As with previous works, Bartlett takes his outlandish premise and builds on it marvellously. There is an incredible tension at the start of each scene as the story progresses and becomes more extreme – you know you won’t like what is coming next. I can see it’s kind of brilliant, but I’ll put my hands up and admit it pushed me too far. House hunting is never much fun, but Bartlett’s treatment left me feeling depressed and a little bit sick.

Until 4 April 2015


“Hobson’s Choice” at Regent’s Park Open Air Theatre

It’s shaping up to be a special season at Regent’s Park Open Air Theatre with last night’s premiere of Hobson’s Choice. Salford shoe salesman, H. H. Hobson and his fabled decisions, manipulated by his shrewish daughters, makes a blissfully nostalgic tale of money, marriage and one-upwomanship in director Nadia Fall’s enchanting production.

Updating the action from the Victorian era to the 1960s, not unlike smash hit One Man Two Guvnors, makes a comfy fit that brings Hobson’s bigotry closer to home and utilises some great music from the period. The potential for drama suffers a little by the move to the swinging sixties – Hobson is too clearly on the losing side – but there’s enough family tension to entertain, and the emphasis on jokes is a wise choice. If you like your humour Northern, you’ll be laughing a lot.

Mark Benton takes the role of the troubled trader. Certainly not more sinned against than sinning, Benton ensures he’s too funny to be sinister – which is saying something given his bullying, snobbish hypocrisy – and it’s a joy to see him “diddled”. Pitted against him are his three graceless daughters, working in the shop for free while plotting lives, or at least husbands, of their own. It’s the year of women at work in the theatre with The Pyjama Game running and Made in Dagenham coming soon. Hobson’s Choice makes an interesting precursor: literally, sisters doing it for themselves.
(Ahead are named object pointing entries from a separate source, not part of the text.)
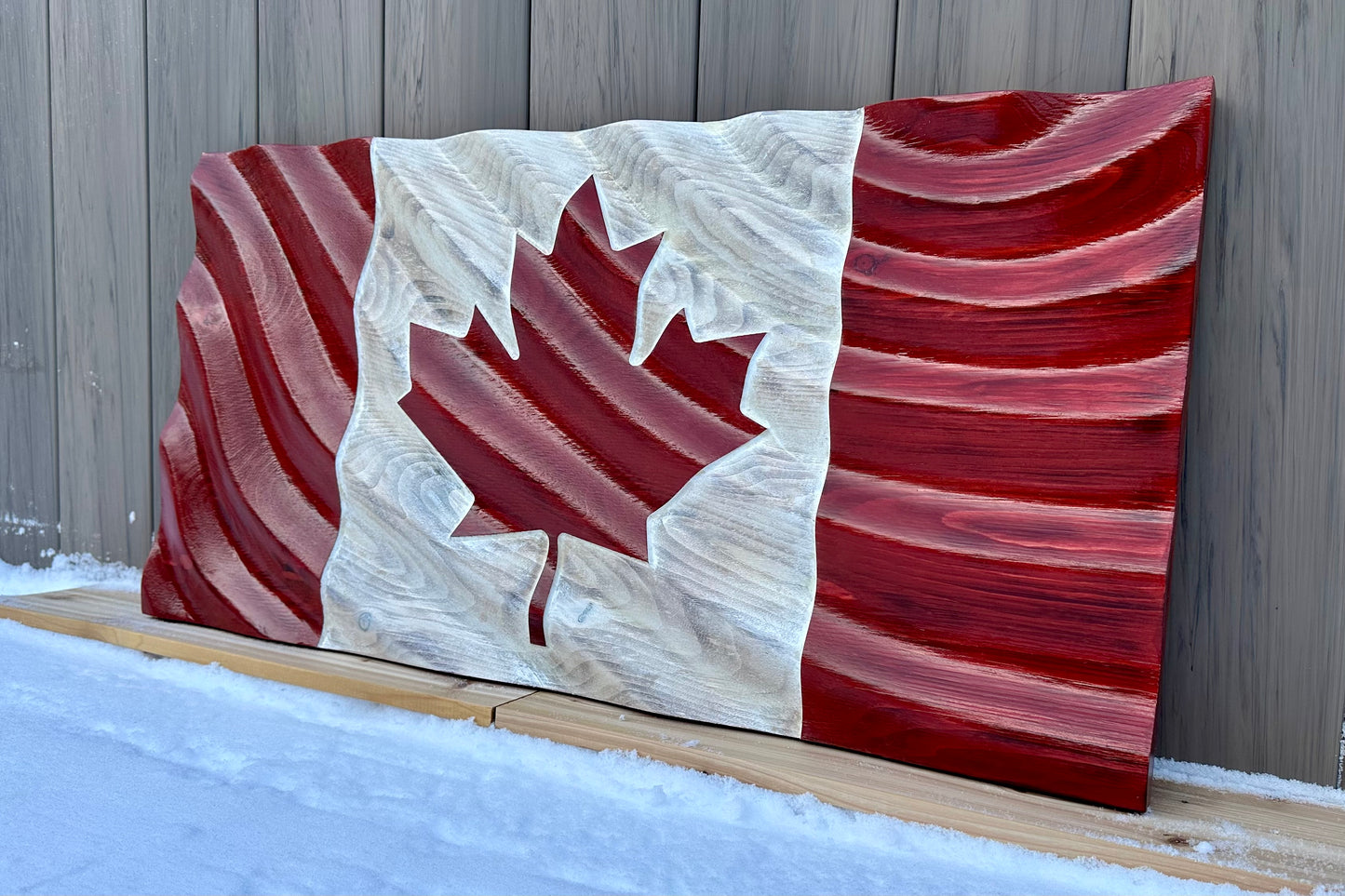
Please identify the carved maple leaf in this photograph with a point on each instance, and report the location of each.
(572, 437)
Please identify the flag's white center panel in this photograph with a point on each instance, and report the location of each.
(755, 216)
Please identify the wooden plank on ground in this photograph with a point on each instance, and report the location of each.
(455, 68)
(1279, 848)
(100, 202)
(319, 70)
(967, 46)
(202, 99)
(1254, 673)
(114, 618)
(600, 60)
(29, 504)
(1190, 830)
(800, 54)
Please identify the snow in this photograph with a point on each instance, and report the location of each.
(130, 774)
(1255, 784)
(67, 570)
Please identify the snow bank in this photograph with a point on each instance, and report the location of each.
(1250, 783)
(67, 570)
(128, 774)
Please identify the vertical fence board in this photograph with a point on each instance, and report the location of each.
(966, 46)
(1255, 666)
(600, 60)
(319, 70)
(798, 54)
(99, 167)
(29, 502)
(455, 68)
(202, 97)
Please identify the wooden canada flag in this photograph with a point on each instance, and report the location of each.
(858, 427)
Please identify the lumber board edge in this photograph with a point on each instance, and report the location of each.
(115, 619)
(1275, 844)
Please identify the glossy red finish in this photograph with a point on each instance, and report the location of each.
(600, 443)
(994, 533)
(1005, 420)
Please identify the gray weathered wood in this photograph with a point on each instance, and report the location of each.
(600, 60)
(29, 506)
(966, 46)
(319, 70)
(101, 217)
(202, 97)
(455, 68)
(1255, 666)
(800, 54)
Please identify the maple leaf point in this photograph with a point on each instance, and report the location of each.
(576, 436)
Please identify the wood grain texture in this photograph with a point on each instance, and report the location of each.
(689, 633)
(202, 97)
(29, 498)
(966, 46)
(101, 216)
(114, 618)
(1258, 844)
(798, 54)
(1255, 662)
(249, 503)
(451, 68)
(1006, 409)
(320, 70)
(600, 60)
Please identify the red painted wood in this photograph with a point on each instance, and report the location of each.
(993, 539)
(268, 376)
(994, 533)
(600, 443)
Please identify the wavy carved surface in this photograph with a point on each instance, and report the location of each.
(249, 491)
(599, 381)
(583, 409)
(1006, 413)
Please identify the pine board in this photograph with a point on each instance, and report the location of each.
(114, 618)
(1254, 675)
(29, 506)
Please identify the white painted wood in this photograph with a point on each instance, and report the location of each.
(712, 627)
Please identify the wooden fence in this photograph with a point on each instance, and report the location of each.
(105, 105)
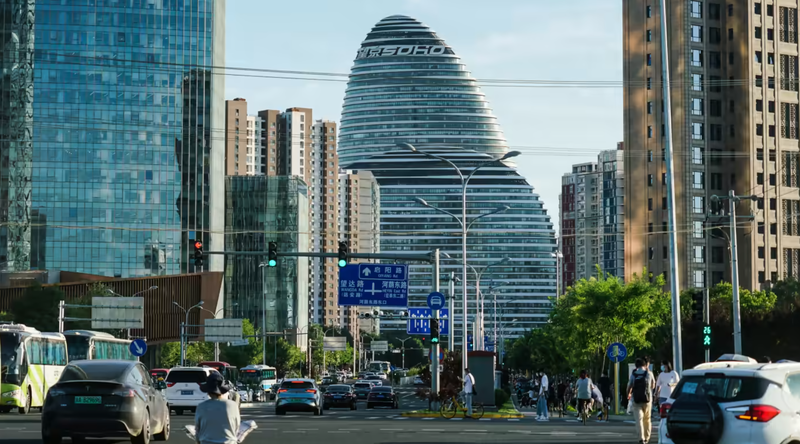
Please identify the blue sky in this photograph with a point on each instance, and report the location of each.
(576, 40)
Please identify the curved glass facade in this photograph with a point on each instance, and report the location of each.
(122, 115)
(407, 85)
(524, 233)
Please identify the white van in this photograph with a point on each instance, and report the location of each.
(183, 388)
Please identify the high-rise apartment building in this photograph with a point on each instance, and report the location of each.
(734, 68)
(325, 229)
(591, 205)
(111, 168)
(359, 222)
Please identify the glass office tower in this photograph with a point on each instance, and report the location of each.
(408, 85)
(124, 107)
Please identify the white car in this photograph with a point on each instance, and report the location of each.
(183, 388)
(734, 401)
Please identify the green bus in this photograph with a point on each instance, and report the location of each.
(87, 344)
(30, 363)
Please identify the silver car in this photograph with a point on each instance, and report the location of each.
(298, 395)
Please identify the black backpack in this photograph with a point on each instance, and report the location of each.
(641, 388)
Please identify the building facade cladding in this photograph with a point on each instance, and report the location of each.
(112, 132)
(261, 209)
(324, 189)
(739, 136)
(17, 18)
(523, 233)
(359, 221)
(582, 222)
(407, 85)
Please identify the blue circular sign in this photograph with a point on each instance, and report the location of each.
(138, 347)
(617, 352)
(436, 300)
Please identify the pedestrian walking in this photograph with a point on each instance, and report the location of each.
(541, 404)
(640, 389)
(217, 419)
(667, 380)
(469, 390)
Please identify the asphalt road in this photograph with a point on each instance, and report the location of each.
(384, 426)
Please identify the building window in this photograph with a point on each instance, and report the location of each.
(696, 9)
(697, 34)
(697, 58)
(788, 24)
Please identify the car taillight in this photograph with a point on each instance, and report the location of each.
(759, 413)
(125, 393)
(663, 410)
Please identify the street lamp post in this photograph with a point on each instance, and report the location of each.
(154, 287)
(463, 222)
(185, 332)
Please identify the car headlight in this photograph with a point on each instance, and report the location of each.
(12, 394)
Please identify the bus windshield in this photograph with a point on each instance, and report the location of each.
(77, 347)
(10, 359)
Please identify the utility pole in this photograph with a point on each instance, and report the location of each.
(672, 225)
(733, 199)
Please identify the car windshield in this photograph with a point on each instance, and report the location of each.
(95, 371)
(187, 376)
(297, 385)
(10, 358)
(722, 388)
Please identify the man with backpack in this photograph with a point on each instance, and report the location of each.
(640, 393)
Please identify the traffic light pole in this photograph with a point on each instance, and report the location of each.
(707, 316)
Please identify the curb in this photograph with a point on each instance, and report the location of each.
(461, 415)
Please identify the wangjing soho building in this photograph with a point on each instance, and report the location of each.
(408, 86)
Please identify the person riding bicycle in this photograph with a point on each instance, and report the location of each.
(584, 388)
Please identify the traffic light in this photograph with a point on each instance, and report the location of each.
(697, 305)
(198, 253)
(434, 331)
(272, 254)
(342, 254)
(706, 336)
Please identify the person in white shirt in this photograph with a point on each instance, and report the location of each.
(666, 382)
(541, 404)
(469, 388)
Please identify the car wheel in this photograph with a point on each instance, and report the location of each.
(27, 407)
(144, 436)
(164, 435)
(51, 436)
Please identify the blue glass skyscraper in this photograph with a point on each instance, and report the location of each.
(408, 86)
(125, 113)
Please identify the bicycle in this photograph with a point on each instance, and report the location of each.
(452, 406)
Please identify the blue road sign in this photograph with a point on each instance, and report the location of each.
(616, 352)
(374, 285)
(417, 326)
(430, 355)
(138, 347)
(436, 300)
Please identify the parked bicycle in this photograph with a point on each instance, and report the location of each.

Hannah Britland and Nadia Clifford fill the younger sisters with spirit, while Jodie McNee is electric as Maggie. Razor-sharp and determined to tame her father, Maggie never lets us doubt the intelligence beneath the plain speaking, and cleverly understated touches show her vulnerability, too.

This is Fall’s focus – the love story at the heart of the piece and Maggie’s choice to find a man for herself. Selecting her father’s employee indicates a radical streak that makes her heroic. Karl Davies performs as Willie, the lad she transforms, and their unusual courtship produces the finest scenes in the show. Davies’ performance is so endearing you’re behind him all the way. All power to this Willie. And the woman behind him, of course.